Editoriali

Milan “Die hard”, nella sagra del non gioco

Brahim Diaz Milan
Brahim Diaz - Foto LiveMedia/Raffaele Conti

Quando si giudica una partita, non va mai dimenticato che in campo c’è sempre l’avversario. Mai come con la Roma questa frase acquista enorme valore, perché piaccia o meno la squadra di Mourinho ha avuto un chiaro piano gara: squadra bassa, pronta a ripartire nel caso ci fosse l’occasione e appena il Milan prova ad andare si “picchia” duro. Non mi si fraintenda, non è una lettura “offensiva”, anzi. Un piano gara che comunque ha pagato, contro un Milan che è stato tutt’altro che brillante, un po’ per colpa sua, molto per colpa dell’avversario.

So che scontenterò parecchi tifosi che non saranno d’accordo con me e sono conscio dell’appunto che in molti fanno sulle difficoltà rossonere ad essere efficaci contro squadre chiuse, tutto giusto. Poi però mi son riguardato la gara di ieri per intero e se è vero che alcuni singoli hanno peccato di scarsa brillantezza (Theo in modo particolare, ma anche Krunic, Bennacer..), lo è altrettanto che finchè il giro palla rossonero era orizzontale la Roma lasciava fare, appena si provava a cercare verticalità in velocità, c’era il fallo sistematico a interrompere la trama. Questo ti crea difficoltà a trovare una continuità di costruzione e soprattutto come sottolineato da Pioli nel post gara diventa “difficile trovare spazio e ritmo quando si gioca così poco”.

Il Milan avrebbe dovuto comunque provare ad alzare i giri del motore, a cercare di muovere il pallone molto più velocemente, a stanare la Roma e a farle male con le sue armi, ma non l’ha fatto, in una partita spezzettata e dove forse (o anche senza il forse..) qualche cartellino in più avrebbe aiutato oppure semplicemente sarebbe bastato il rosso, sacrosanto, a Ibanez per il brutto intervento su Saelemaekers, che ai tifosi rossoneri tanto ha ricordato quello di Hateboer su Leao.

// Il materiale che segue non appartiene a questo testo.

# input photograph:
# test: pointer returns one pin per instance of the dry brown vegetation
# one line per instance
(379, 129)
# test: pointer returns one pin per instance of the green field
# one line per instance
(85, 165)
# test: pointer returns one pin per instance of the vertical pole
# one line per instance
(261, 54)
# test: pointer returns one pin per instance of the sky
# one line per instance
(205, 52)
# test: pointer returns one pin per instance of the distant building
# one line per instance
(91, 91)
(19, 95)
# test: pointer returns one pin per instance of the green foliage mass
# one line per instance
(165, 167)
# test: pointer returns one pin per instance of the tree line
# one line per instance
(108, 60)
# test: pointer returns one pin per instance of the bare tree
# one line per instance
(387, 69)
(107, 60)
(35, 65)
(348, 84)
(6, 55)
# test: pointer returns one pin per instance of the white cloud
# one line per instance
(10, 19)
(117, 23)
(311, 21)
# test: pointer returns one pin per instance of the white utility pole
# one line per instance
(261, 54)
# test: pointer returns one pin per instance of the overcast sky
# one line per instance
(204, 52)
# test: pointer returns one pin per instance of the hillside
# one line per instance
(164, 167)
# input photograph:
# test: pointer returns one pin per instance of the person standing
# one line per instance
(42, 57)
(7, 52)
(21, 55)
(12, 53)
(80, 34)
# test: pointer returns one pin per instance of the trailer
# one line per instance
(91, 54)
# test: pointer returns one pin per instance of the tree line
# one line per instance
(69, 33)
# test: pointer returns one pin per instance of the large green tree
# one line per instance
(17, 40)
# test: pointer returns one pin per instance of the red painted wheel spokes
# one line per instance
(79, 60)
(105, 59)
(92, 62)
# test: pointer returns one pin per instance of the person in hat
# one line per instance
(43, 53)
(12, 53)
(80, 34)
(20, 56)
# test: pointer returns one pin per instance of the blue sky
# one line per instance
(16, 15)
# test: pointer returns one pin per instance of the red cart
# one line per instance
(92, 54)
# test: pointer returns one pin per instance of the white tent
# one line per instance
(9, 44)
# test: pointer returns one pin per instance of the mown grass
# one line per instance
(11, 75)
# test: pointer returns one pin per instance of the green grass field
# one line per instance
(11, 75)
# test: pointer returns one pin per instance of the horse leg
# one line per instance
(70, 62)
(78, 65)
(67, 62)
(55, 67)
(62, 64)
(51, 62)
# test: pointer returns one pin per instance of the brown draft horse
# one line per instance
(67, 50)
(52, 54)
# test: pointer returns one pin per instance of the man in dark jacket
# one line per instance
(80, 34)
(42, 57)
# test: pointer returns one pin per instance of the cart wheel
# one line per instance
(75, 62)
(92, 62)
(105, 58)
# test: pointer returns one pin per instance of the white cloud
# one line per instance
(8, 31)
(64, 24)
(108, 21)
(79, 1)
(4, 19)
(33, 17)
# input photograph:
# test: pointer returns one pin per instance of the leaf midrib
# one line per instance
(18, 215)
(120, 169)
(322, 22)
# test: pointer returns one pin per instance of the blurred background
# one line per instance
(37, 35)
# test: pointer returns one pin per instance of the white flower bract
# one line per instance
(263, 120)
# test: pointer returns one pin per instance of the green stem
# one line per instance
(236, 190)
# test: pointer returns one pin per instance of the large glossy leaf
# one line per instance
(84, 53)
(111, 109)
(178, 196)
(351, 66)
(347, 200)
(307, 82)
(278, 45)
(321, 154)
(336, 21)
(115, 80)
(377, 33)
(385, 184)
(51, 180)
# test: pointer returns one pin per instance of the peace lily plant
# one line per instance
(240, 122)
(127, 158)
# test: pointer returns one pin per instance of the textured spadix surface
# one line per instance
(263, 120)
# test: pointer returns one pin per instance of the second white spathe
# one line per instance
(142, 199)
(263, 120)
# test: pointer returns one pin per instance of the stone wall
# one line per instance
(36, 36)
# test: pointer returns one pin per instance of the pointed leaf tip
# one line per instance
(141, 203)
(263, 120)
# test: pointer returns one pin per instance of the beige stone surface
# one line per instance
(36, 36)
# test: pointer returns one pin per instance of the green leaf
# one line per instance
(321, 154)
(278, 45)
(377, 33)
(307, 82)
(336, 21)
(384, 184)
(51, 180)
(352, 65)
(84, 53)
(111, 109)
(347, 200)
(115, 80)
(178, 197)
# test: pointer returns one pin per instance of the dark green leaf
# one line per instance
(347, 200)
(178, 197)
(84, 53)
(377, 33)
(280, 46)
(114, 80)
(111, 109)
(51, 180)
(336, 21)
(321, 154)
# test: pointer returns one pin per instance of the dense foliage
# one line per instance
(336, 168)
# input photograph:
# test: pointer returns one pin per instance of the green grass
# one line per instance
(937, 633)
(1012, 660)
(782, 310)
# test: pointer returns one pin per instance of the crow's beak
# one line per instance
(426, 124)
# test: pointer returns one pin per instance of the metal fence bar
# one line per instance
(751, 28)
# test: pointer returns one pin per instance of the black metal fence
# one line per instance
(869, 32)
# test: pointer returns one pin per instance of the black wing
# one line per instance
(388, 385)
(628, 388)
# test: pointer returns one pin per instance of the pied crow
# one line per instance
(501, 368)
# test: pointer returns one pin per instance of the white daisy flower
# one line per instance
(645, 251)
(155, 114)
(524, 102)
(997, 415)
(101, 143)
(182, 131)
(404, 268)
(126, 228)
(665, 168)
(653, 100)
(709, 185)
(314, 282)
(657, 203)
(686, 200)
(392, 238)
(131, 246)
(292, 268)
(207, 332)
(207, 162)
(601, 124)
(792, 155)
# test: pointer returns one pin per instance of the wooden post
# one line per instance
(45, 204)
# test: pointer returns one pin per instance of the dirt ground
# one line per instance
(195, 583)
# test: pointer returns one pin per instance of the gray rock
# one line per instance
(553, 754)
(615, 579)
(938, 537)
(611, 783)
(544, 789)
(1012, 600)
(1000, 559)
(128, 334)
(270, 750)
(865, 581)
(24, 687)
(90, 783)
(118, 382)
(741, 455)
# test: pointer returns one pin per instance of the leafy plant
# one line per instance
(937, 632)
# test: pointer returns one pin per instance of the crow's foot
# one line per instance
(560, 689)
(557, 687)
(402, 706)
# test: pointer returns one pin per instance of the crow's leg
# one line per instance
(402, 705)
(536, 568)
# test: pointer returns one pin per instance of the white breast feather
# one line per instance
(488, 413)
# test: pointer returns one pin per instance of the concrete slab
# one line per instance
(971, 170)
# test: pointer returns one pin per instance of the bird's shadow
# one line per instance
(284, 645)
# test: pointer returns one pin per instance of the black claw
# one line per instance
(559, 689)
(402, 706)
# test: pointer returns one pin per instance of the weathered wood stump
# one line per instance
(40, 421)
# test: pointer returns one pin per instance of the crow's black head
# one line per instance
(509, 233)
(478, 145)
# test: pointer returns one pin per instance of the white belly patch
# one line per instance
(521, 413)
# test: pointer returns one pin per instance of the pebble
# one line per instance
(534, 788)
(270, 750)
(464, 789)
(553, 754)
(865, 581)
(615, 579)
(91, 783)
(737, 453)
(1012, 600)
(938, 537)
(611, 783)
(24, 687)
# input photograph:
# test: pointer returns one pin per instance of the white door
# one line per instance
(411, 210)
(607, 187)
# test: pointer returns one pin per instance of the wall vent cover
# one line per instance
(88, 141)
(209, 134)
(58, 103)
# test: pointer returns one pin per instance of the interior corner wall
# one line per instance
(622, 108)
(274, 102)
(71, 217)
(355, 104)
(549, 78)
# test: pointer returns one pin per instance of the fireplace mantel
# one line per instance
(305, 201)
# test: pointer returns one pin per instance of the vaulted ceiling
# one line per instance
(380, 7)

Non amo soffermarmi sugli arbitri, spesso è la scusa dei perdenti, perché se è vero che questa partita ha sottolineato la scarsa brillantezza rossonera, ha anche detto chiaramente che è un Milan Die Hard. Diciamocelo chiaramente, prendere gol al 94′ è una mazzata in testa, una di quelle che ti lascia K.O che neanche Gervonta, con un pallone perso ingenuamente a centrocampo in un momento in cui potevi anche vincerla, invece qui esce il carattere, esce la rabbia, esce il carisma. Quello che ti consente di riprendere una partita persa e di pareggiarla al 97′, con la solita trovata magica di Leao (Assist numero 7 in campionato, 12esimo in stagione) che la accarezza e piazza Alexis Saelemaekers solo davanti a Rui Patricio.

Ed è qui che voglio soffermarmi, sulla reazione post goal, perchè il body language dice tanto, tantissimo sullo stato di salute di una squadra. Appena segnato, al minuto 97, non si esulta nemmeno ma si prende il pallone e torna velocemente verso il cerchio di centrocampo, un qualcosa del tipo “dai che la possiamo ancora vincere”, una sorta di “questo pareggio, nonostante tutto ci va stretto” ed è l’atteggiamento mentale giusto, di una squadra che è cresciuta e continua a crescere, anche se non l’ha dimostrato magari nell’arco dei 90′, nonostante il 68% di possesso palla.
Finisce con mister Mourinho che sottolinea le sue assenze e Pioli che sottolinea come siano “due punti persi anche per il Milan”.

Finisce la partita che ho definito “la serata del non gioco”. Finisce in pareggio, come all’andata.
Quel pareggio “killer” che ha trascinato il Milan nel baratro e il cui contraccolpo psicologico per i rossoneri, ebbe un effetto devastante.  E’ tutto diverso, oggi il Milan la riprende, oggi il Milan ne esce a testa alta, oggi – si spera – il contraccolpo sarà in chiave positiva. Perchè ora è troppo importante continuare la corsa e non fermarsi.
Ora serve “Mamba mentality“, bisogna “cercare di essere ogni giorno la versione migliore di se stessi”. L’ha insegnato Kobe.